June 28, 2010

Looking for a job? Start networking!

I’ve talked a lot about how technology affects our personal lives. But it revolutionizes how we interact in professional setting as well – from how we look for a job, to how we communicate on the job.

Technology is definitely a blessing for corporate America. It makes so many tasks easier and faster, saves a lot of time and money. From email and intranet, to virtual conference rooms, webcasting and screencasting.

We can have meetings with clients and colleagues from different offices around the world not leaving our desks.

We can train and get trained. I’m training an intern right now, for example, via email. I give him tasks, he sends them back completed, I review them and so on. With the number of questions that he asks me about every single small detail, I think all I’d be doing is answering them, if I had to do it in person.

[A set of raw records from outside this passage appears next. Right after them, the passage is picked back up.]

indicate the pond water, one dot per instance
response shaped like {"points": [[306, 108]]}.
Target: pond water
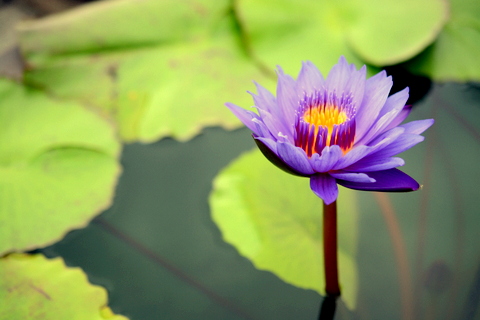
{"points": [[160, 256]]}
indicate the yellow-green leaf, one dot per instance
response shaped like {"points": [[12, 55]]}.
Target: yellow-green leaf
{"points": [[275, 220], [58, 167], [33, 287]]}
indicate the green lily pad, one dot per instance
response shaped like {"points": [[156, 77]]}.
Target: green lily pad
{"points": [[454, 55], [33, 287], [58, 164], [287, 31], [156, 68], [275, 220]]}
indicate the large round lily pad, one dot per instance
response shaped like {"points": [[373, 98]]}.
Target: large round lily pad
{"points": [[454, 55], [275, 220], [58, 165], [33, 287], [379, 32]]}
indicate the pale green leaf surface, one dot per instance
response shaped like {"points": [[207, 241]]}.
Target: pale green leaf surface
{"points": [[287, 31], [275, 220], [33, 287], [156, 68], [454, 55], [389, 32], [58, 165]]}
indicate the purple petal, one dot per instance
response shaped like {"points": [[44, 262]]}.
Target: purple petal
{"points": [[274, 126], [287, 99], [392, 180], [360, 152], [377, 89], [418, 126], [367, 165], [245, 116], [353, 177], [262, 129], [271, 144], [295, 157], [401, 116], [264, 99], [390, 112], [328, 159], [344, 78], [325, 187], [402, 143], [309, 79], [271, 155]]}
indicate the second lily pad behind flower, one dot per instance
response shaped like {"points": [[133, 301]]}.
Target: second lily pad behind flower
{"points": [[344, 129]]}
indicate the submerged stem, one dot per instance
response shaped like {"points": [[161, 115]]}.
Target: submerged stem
{"points": [[330, 249]]}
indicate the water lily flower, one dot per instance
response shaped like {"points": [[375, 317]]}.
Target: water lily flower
{"points": [[344, 129]]}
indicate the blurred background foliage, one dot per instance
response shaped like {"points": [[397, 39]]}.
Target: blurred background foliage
{"points": [[82, 81]]}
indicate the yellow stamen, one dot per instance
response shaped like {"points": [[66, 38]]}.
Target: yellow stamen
{"points": [[326, 117]]}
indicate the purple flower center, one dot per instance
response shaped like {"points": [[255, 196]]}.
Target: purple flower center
{"points": [[325, 119]]}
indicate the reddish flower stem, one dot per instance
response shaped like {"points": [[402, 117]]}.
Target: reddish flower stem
{"points": [[330, 249]]}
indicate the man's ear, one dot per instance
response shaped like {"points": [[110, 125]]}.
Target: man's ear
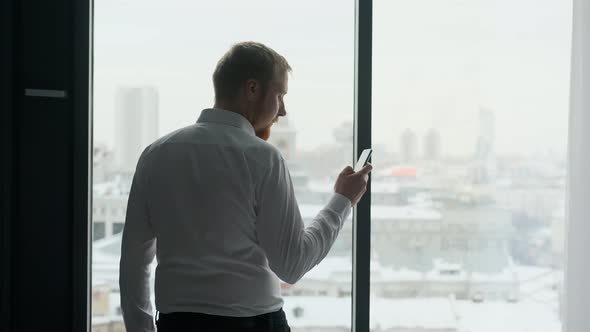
{"points": [[252, 90]]}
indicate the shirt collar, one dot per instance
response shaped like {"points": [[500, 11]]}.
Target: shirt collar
{"points": [[217, 115]]}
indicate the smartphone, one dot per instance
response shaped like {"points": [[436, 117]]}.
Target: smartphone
{"points": [[363, 159]]}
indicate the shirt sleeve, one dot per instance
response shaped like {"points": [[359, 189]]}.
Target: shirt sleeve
{"points": [[137, 252], [292, 248]]}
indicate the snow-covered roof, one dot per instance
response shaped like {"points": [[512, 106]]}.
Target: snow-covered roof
{"points": [[309, 211]]}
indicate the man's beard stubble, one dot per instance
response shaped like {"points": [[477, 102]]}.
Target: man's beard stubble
{"points": [[264, 133]]}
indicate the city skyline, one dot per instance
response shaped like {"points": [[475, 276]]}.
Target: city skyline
{"points": [[413, 87]]}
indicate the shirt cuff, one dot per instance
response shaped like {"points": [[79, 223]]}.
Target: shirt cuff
{"points": [[341, 205]]}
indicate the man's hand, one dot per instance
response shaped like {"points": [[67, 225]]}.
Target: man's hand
{"points": [[353, 185]]}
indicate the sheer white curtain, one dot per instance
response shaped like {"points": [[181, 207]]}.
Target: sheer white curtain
{"points": [[577, 301]]}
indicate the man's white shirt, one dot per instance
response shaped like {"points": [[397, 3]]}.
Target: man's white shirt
{"points": [[215, 205]]}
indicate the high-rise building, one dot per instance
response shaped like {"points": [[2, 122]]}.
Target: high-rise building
{"points": [[432, 145], [485, 158], [485, 140], [409, 146], [136, 123]]}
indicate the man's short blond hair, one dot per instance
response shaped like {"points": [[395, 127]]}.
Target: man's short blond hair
{"points": [[244, 61]]}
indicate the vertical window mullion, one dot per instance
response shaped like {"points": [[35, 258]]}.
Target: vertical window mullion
{"points": [[362, 140]]}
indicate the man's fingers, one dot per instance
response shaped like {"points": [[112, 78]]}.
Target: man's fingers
{"points": [[347, 170], [365, 170]]}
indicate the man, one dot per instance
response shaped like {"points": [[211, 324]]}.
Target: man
{"points": [[219, 202]]}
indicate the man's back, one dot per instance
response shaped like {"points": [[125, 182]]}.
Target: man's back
{"points": [[200, 190]]}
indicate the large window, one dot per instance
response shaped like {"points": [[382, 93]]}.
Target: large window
{"points": [[469, 128], [470, 108], [153, 62]]}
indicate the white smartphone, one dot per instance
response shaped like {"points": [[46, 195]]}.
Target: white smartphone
{"points": [[363, 159]]}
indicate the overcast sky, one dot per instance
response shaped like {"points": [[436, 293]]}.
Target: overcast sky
{"points": [[436, 63]]}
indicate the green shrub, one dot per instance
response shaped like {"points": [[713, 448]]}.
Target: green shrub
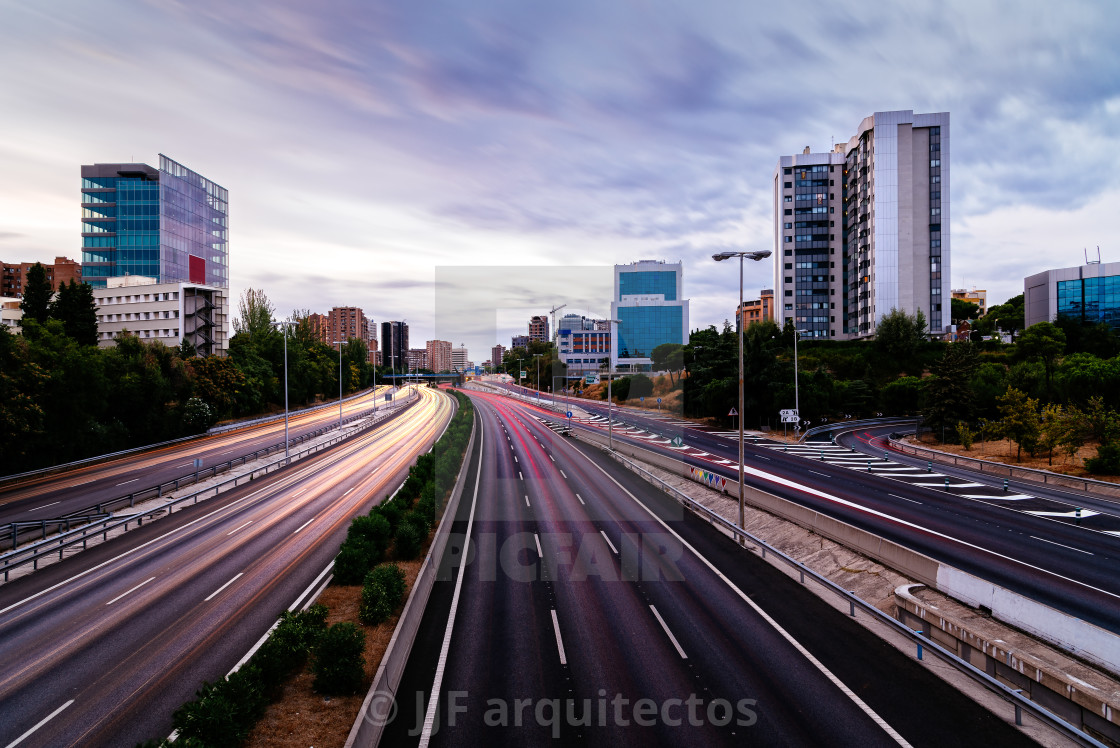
{"points": [[337, 664], [224, 712], [1107, 460], [381, 594]]}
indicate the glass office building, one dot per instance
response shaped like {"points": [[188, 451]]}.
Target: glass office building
{"points": [[650, 311], [1090, 293], [169, 223]]}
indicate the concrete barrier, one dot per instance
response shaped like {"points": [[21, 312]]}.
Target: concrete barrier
{"points": [[1060, 629], [370, 723]]}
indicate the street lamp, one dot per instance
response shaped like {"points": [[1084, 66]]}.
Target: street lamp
{"points": [[610, 423], [339, 343], [761, 254], [285, 326]]}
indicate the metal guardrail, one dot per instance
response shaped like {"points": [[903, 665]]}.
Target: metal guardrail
{"points": [[59, 543], [134, 450], [922, 642], [202, 474]]}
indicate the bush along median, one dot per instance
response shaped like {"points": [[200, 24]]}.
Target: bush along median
{"points": [[372, 577]]}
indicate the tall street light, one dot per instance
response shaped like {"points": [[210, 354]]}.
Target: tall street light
{"points": [[283, 327], [762, 254], [610, 423], [339, 343]]}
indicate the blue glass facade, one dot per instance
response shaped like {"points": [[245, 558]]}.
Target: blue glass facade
{"points": [[169, 224], [1091, 299], [647, 283], [644, 328]]}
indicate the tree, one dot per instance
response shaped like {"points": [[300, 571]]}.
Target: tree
{"points": [[898, 335], [36, 304], [962, 310], [949, 394], [1020, 420], [254, 316], [1044, 343], [75, 308]]}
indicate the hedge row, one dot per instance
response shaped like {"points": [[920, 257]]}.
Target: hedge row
{"points": [[398, 527]]}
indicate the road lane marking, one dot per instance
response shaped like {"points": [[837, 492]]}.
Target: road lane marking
{"points": [[45, 506], [214, 594], [130, 591], [429, 718], [904, 498], [1062, 545], [671, 637], [38, 725], [556, 629], [608, 542], [789, 637]]}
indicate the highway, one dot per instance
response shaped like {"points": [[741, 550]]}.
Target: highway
{"points": [[1066, 567], [54, 495], [101, 648], [594, 610]]}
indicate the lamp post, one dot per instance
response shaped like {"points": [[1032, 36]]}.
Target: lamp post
{"points": [[610, 423], [339, 344], [762, 254], [283, 326]]}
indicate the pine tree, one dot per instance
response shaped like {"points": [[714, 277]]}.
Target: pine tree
{"points": [[36, 304]]}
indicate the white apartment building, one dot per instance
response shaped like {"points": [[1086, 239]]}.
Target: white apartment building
{"points": [[169, 312], [864, 228]]}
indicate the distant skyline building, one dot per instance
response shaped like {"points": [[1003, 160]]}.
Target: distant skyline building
{"points": [[12, 276], [757, 310], [439, 355], [539, 327], [651, 309], [865, 228], [1089, 293], [394, 344], [169, 223]]}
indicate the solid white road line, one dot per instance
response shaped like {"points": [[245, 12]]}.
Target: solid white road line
{"points": [[429, 718], [130, 591], [241, 527], [45, 506], [608, 542], [1062, 545], [38, 725], [671, 637], [556, 629], [805, 653], [215, 592]]}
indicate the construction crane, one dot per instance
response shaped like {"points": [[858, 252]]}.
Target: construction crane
{"points": [[553, 312]]}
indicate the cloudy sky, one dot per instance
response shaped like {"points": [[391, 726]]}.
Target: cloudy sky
{"points": [[372, 147]]}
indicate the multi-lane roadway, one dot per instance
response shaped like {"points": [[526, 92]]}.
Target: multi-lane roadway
{"points": [[100, 650], [594, 610]]}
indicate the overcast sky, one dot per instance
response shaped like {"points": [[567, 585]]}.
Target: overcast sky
{"points": [[370, 147]]}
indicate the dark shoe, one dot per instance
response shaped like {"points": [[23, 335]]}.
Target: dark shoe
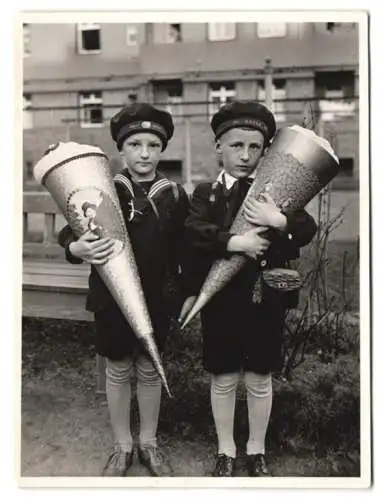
{"points": [[155, 461], [118, 463], [225, 466], [257, 466]]}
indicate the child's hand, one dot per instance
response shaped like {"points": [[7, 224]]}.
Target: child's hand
{"points": [[251, 243], [186, 308], [92, 249], [264, 213]]}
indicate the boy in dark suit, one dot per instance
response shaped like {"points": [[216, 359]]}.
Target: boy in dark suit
{"points": [[154, 210], [241, 334]]}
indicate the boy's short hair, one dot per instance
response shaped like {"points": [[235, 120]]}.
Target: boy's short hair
{"points": [[141, 117]]}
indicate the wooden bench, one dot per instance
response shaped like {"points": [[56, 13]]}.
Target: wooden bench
{"points": [[51, 287]]}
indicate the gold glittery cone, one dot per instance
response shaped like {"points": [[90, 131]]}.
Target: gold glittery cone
{"points": [[296, 167], [80, 182]]}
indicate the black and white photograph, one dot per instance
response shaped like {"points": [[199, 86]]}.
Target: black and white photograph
{"points": [[195, 249]]}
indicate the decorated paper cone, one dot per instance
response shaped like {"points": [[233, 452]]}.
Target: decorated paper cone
{"points": [[297, 166], [80, 182]]}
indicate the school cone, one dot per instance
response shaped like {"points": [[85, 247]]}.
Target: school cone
{"points": [[296, 167], [79, 180]]}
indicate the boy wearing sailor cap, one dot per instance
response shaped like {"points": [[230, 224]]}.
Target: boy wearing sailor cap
{"points": [[154, 209], [241, 333]]}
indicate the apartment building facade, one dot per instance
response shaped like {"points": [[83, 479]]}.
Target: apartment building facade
{"points": [[76, 76]]}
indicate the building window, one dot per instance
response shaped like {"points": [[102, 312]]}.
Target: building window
{"points": [[271, 30], [339, 27], [27, 111], [219, 94], [173, 33], [278, 97], [88, 38], [131, 35], [335, 90], [132, 98], [221, 31], [26, 39], [169, 94], [91, 109]]}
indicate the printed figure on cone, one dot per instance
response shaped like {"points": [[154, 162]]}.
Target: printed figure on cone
{"points": [[154, 209], [242, 323]]}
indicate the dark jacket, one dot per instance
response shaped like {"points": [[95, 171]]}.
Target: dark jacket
{"points": [[236, 332], [157, 241]]}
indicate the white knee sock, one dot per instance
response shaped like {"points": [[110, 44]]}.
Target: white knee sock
{"points": [[149, 399], [259, 402], [118, 389], [223, 396]]}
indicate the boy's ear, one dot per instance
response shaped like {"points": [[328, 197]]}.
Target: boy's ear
{"points": [[218, 148]]}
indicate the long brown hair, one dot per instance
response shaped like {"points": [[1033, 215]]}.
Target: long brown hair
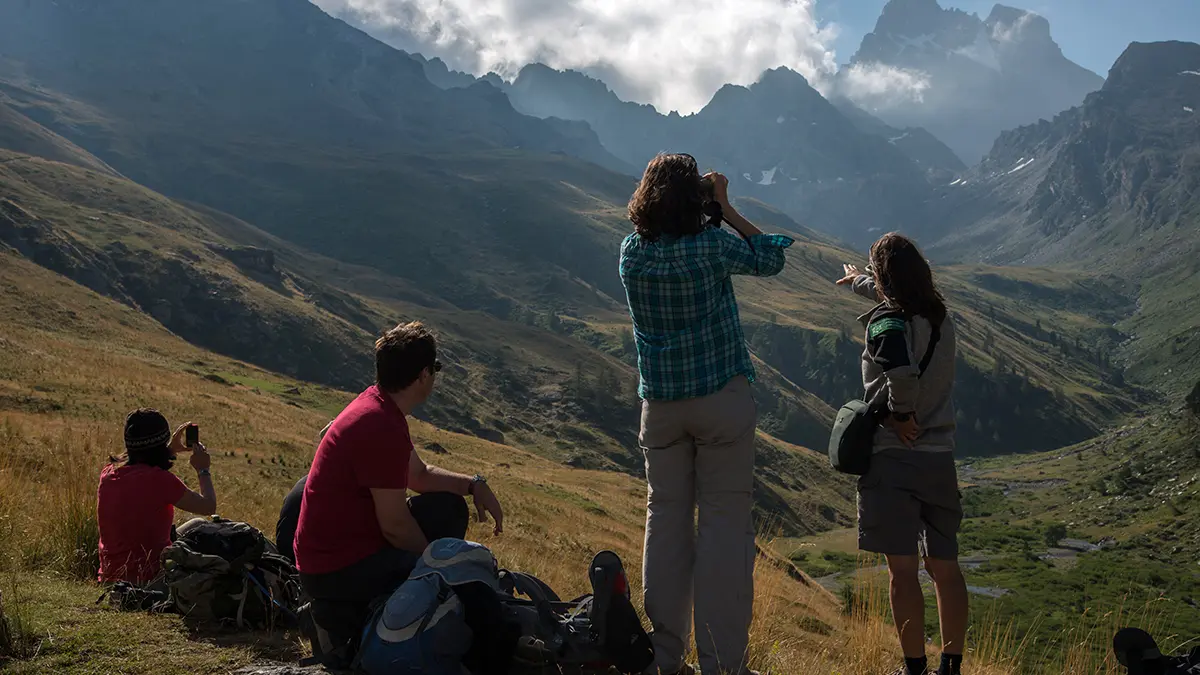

Looking for a job is a whole new world as well. It seems like nobody cares about paper resumes and cover letters any more. We look for job offers online, we submit for them electronically and then we check out inboxes waiting for responses from potential employers. In many professions, like design, photography, videography, writing, candidates create entire websites as their resumes with work samples and links to their actual work online.

More than 70 million people on over 200 countries have their profiles on
LinkedIn.com, including executives from all Fortune 500 companies. There is Monster.com, Careerbuilder.com, and many other online job search engines. Most of the companies have their job openings posed online.

To make a sense of how to use all that cacophony of work-related technology, I talked to Allison Hemming, a founder and president of
The Hired Guns talent agency, author of “Work It!” and a career management expert who has been featured in The New York Times, The Today Show, The Wall Street Journal, New York Post, Newsday, CNN, CNBC, Good Morning America, NPR, PBS, Fortune Magazine and many other media outlets.

At first she agreed that technology has changed the rules of the job hunting and hiring game: “First, it has leveled the playing field - jobs that were previously only offered through headhunters are now accessible to everyone. LinkedIn has made it perfectly okay to have your profile (a stripped down resume+bio) out there 100% of the time for all the world to see. This means you can always be looking and people can always find you. Before LinkedIn job hunters had to sneak around.” She added: “Social media and blogs have allowed individuals to elevate themselves as experts (provided that they know what they're best in the world at and understand what their personal brands). I think we'll look back at this time and see it as tremendously creative and innovative.”

But then she dropped a real bomb - despite all that growth that online job hunting has enjoyed over the last decade: “The internet only accounts for 11% of all jobs landed. 80% of all jobs are actually landed through tried-and-true networking”.

No stop for a second, go back and look at it.

Only 11% of jobs landed are found online.

Now that it is staring me in the eyes, I realize that it’s true. Let me give you an example. My friends lost her job in apparel merchandizing last December, right before Christmas. Realizing that nothing was going to happen over the Holidays, she took a break and then literally chained herself to her computer for weeks looking for a job. She has been sending dozens of resumes a week. And all it resulted in was in her frustration.

After 3 months of doing that, out of hundreds of resumes that she sent out, she landed one job interview, for a position that turned out to be below her professional level. She landed two other interviews though networking with her ex-colleagues and ended up accepting an offer from an organization that she worked for before her last job.

So now why do we spend all this time working on our online profiles, surfing online job search engines, sending out resumes? According to Hemming 80% of people spend their time working the online job boards and only 10% networking.

What it leads to on the other end? Hemming describes: “Hiring managers are overwhelmed, because more people apply online than ever before, inboxes get stuffed with a lot of "noise" that isn't appropriate for the job at hand. In essence, your competition is spamming the hiring community making it harder for your great resume to get noticed”.

So what should we do? Allison puts is nice and short:

“People need to weight their time according to what's working”.

2 comments:

  1. So how does Allison define "Networking?" I know folks who get approached by headhunters and hiring companies because their profile or work was seen online, either through networking sites such as LinkedIn. Some of the outreach may be offline but it is hard to network in today's world without some online activity.

    ReplyDelete
  2. I think Networking is meant here as pro-active person-to-person interaction, versus sending out resumes 'blindly' to the job search sites and/or submitting resumes to the Company job opportunities websites.
    So in this case networking can be digital and should be at least partially digital, but it involves direct communications, word-of-mouth referrals etc.